Alpaca Farm and Fiber Day Camps and Workshops

Project Overview

FNC06-599
Project Type: Farmer/Rancher
Funds awarded in 2006: $2,992.00
Projected End Date: 12/31/2009
Region: North Central
State: Missouri
Project Coordinator:
Catherine Stickann
Sycamore Creek Farm

Annual Reports

Commodities

  • Animals: camelids

Practices

  • Education and Training: general education and training

    Proposal summary:

    The growth of the alpaca industry in Missouri and the United States has been significant. Since the first importation of alpacas to the U.S. in 1984, the U.S. alpaca herd has grown to over 100,000 animals. In Missouri there are over 1000 animals on over 70 farms and similar numbers can be found in surrounding states. The alpaca produces a soft, fine fiber that is in demand because of its qualities. Some significant alpaca fiber qualities include
    1) it is eight times stronger than wooll
    2) it is three times warmer than wool
    3) it is found in 22 natural colors including the only natural true black fiber
    4) it has very high wicking qualities (absorption of moisture).

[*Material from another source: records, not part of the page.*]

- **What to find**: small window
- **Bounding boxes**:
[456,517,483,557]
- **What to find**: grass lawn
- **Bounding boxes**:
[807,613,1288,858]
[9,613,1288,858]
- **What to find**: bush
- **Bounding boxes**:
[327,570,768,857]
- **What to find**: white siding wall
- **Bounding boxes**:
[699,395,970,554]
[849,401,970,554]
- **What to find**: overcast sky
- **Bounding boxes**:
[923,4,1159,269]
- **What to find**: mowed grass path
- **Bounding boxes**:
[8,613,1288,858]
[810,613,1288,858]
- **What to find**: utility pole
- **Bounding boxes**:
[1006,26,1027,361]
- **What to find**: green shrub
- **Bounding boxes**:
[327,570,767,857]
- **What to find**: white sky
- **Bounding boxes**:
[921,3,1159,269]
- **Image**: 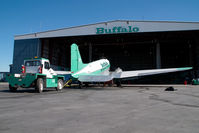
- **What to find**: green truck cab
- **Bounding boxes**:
[6,58,64,93]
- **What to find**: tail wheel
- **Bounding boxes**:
[9,84,17,92]
[56,79,64,91]
[35,78,44,93]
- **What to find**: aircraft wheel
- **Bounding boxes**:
[78,81,82,89]
[35,78,44,93]
[56,79,64,91]
[9,84,17,92]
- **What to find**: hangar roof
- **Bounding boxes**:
[15,20,199,40]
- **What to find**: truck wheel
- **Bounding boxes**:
[35,78,44,93]
[56,79,64,91]
[9,84,17,92]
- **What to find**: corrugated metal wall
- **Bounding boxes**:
[11,39,41,73]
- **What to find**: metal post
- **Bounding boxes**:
[156,42,161,69]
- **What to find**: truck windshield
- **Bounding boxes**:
[25,61,41,66]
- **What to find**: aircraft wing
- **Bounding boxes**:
[115,67,192,78]
[78,67,192,82]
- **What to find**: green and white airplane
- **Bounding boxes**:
[67,43,192,85]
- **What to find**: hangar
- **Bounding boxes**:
[11,20,199,83]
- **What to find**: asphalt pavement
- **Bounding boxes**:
[0,83,199,133]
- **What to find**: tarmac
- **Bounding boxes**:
[0,83,199,133]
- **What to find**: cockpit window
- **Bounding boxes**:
[25,61,41,66]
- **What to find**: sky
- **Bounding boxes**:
[0,0,199,72]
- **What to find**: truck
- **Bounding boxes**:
[6,57,64,93]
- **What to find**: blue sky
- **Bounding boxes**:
[0,0,199,72]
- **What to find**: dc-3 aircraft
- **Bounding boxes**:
[66,43,192,87]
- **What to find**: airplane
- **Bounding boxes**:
[65,43,192,87]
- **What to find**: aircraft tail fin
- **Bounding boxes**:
[71,43,84,73]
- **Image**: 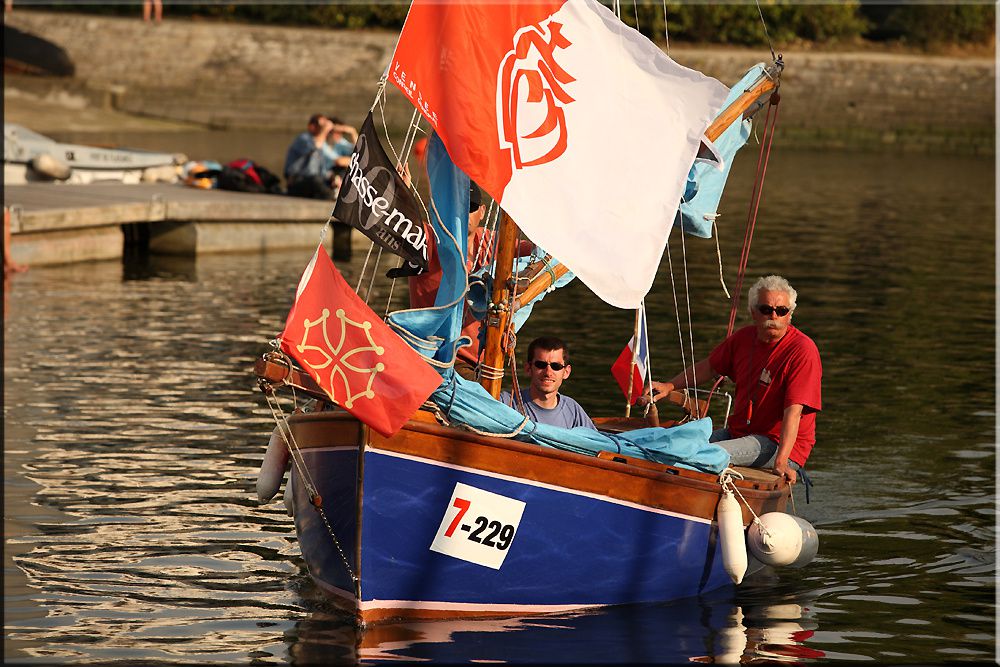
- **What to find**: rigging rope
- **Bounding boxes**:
[681,210,702,417]
[663,0,670,56]
[754,0,778,60]
[706,92,781,418]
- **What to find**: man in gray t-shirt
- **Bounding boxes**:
[500,336,597,430]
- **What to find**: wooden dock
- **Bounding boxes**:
[3,183,356,265]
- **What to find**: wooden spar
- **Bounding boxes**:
[514,264,569,312]
[479,211,521,398]
[705,64,782,141]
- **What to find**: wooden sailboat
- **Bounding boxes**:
[256,0,808,624]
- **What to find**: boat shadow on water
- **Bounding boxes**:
[285,570,824,664]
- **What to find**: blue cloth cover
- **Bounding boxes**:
[674,63,764,239]
[388,135,729,474]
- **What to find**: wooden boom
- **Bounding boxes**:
[479,211,521,398]
[705,57,784,141]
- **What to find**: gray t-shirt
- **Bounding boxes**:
[500,388,597,431]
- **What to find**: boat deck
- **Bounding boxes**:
[4,182,352,265]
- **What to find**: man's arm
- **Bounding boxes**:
[652,357,718,401]
[774,403,802,484]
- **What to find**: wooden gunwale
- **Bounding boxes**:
[290,411,787,524]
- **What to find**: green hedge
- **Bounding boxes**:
[37,0,996,50]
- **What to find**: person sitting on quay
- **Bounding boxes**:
[285,114,358,200]
[643,275,823,484]
[500,336,597,430]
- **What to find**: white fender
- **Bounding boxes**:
[715,489,747,584]
[257,427,288,503]
[747,512,819,567]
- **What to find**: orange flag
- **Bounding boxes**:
[281,246,441,437]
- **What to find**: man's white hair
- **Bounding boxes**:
[747,276,798,312]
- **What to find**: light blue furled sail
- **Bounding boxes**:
[389,136,729,474]
[674,63,764,239]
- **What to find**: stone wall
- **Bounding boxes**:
[5,8,996,155]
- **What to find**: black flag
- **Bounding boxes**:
[333,112,427,269]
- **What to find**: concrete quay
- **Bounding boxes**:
[4,9,996,156]
[4,183,344,266]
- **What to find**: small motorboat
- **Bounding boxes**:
[3,123,187,185]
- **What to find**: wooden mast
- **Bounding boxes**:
[479,211,521,398]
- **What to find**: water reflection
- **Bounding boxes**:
[291,596,824,664]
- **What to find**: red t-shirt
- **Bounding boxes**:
[709,325,823,466]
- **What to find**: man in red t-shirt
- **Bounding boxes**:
[652,276,823,484]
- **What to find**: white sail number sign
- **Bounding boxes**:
[430,482,524,570]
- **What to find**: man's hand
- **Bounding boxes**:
[774,461,799,484]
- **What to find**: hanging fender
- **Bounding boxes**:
[715,488,747,584]
[747,512,819,567]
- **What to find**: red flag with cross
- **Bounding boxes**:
[280,246,441,437]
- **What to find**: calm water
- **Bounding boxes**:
[4,141,997,664]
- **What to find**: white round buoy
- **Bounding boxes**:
[747,512,819,567]
[788,516,819,567]
[715,489,747,584]
[28,153,73,181]
[257,427,288,503]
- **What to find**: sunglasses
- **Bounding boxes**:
[757,303,792,317]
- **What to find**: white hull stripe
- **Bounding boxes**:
[368,447,712,525]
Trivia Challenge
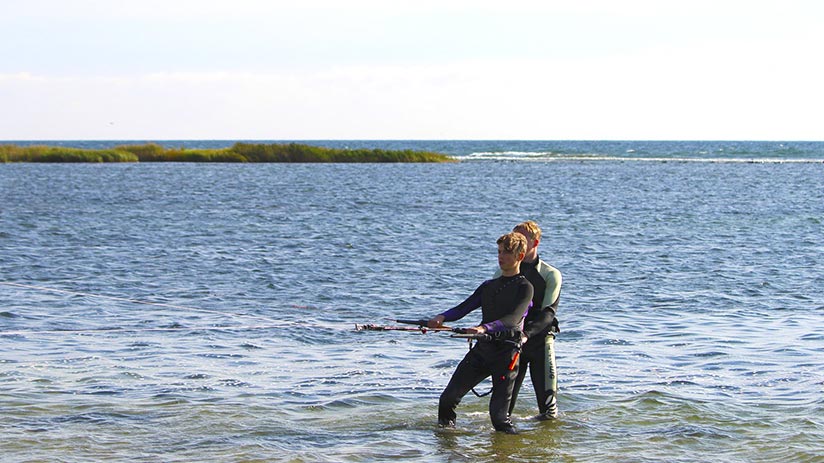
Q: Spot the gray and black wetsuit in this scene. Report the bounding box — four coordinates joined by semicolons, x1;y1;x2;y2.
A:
509;258;561;418
438;275;533;431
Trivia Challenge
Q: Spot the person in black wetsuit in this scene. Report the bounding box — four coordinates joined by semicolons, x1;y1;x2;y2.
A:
428;233;533;433
495;220;561;420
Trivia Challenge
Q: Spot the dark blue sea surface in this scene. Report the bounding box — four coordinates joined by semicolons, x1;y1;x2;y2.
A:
0;141;824;462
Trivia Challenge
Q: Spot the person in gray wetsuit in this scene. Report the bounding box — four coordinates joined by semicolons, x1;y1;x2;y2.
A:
427;233;533;434
495;220;561;420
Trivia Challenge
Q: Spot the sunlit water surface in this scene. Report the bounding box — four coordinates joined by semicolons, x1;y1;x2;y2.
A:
0;148;824;462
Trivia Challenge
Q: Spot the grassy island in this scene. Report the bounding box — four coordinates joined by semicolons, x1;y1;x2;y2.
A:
0;143;454;162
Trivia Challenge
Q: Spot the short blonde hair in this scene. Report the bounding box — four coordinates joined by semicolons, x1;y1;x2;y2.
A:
497;232;526;254
512;220;541;240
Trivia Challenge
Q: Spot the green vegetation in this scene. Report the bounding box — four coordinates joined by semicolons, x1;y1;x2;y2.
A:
0;143;454;162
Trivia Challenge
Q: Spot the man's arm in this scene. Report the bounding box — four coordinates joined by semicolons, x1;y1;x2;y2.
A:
427;281;487;328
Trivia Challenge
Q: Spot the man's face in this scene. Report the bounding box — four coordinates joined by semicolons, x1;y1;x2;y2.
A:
515;228;535;255
498;244;520;270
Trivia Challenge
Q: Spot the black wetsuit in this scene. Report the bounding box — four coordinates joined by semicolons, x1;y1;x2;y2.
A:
438;275;533;431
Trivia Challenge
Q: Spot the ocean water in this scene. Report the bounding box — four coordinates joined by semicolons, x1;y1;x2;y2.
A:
0;141;824;462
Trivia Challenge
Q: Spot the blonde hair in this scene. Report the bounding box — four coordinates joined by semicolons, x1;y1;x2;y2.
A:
512;220;541;240
497;232;526;254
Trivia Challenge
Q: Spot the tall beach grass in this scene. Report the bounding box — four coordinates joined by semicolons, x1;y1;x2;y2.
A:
0;143;454;162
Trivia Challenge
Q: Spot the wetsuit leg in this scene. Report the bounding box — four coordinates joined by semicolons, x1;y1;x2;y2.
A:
509;344;532;416
530;333;558;418
438;345;491;427
489;347;519;432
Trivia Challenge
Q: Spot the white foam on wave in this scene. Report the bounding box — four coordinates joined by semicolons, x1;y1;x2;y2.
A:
455;151;824;164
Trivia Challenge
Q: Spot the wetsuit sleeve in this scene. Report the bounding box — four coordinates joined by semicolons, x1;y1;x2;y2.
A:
441;281;487;322
482;278;533;333
524;267;562;337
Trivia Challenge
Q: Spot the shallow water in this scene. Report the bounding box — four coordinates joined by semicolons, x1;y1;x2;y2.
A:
0;153;824;462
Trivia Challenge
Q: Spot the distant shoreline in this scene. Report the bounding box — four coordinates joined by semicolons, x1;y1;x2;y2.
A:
0;143;456;163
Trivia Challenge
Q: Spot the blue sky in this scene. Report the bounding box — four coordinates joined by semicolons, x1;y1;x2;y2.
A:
0;0;824;140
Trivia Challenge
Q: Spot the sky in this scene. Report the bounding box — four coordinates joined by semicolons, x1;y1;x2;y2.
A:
0;0;824;141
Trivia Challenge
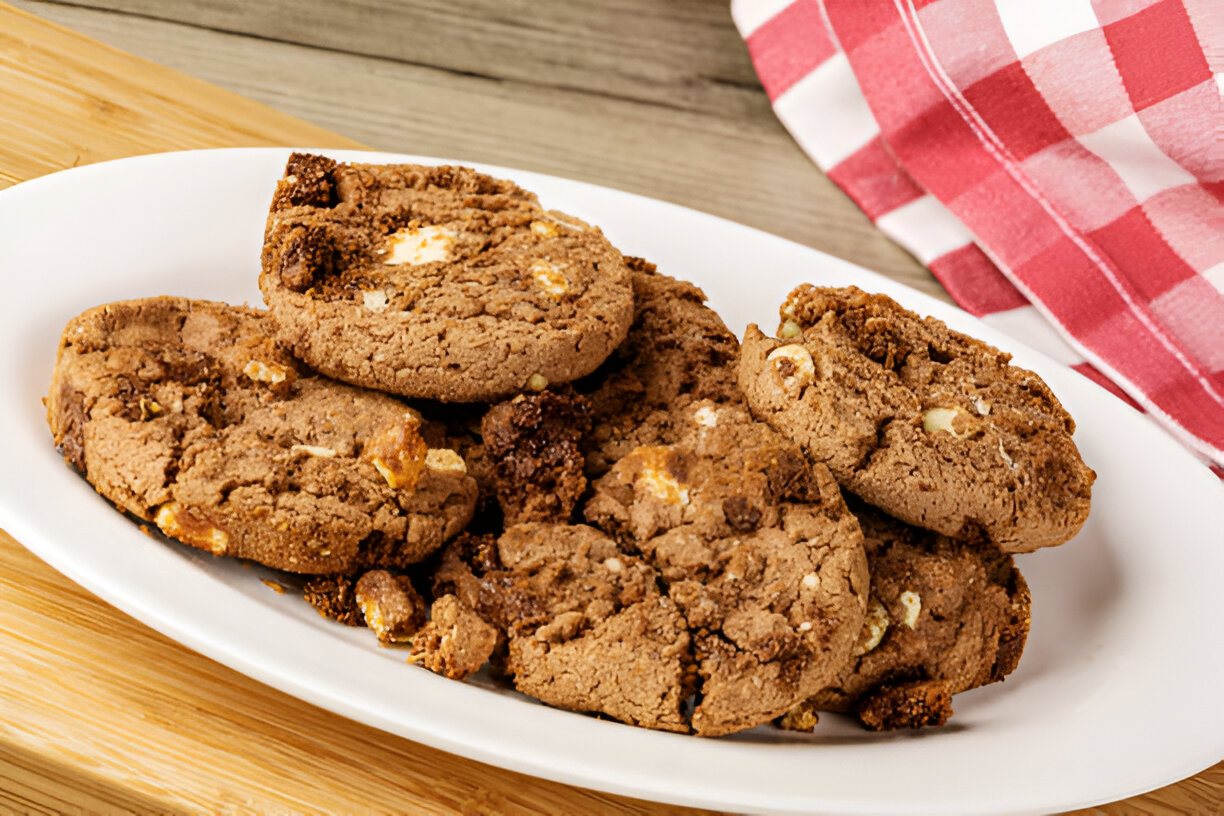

    As the industry and herd grow there will be even greater demand. The growth of the alpaca industry and its importance in the agricultural and fiber marketplace depends in large part upon disseminating knowledge about alpacas. The project will
    1) teach husbandry practices in herd management, the importance of alpaca fiber and the environmental benefits of alpacas
    2) teach the skills of fiber preparation and production, and how alpacas can contribute to the diversity of the agricultural community
    3) enhance the agricultural development in rural areas and be an economic boost for local communities and
    4) insure the viability of the industry. The value of alpaca fiber, and finished products made from that fiber, is the underpinning of the significance alpaca farming can have in the agricultural economy. However, education is the key to the development of this agricultural commodity.

    Any opinions, findings, conclusions, or recommendations expressed in this publication are those of the author(s) and do not necessarily reflect the view of the U.S. Department of Agriculture or SARE.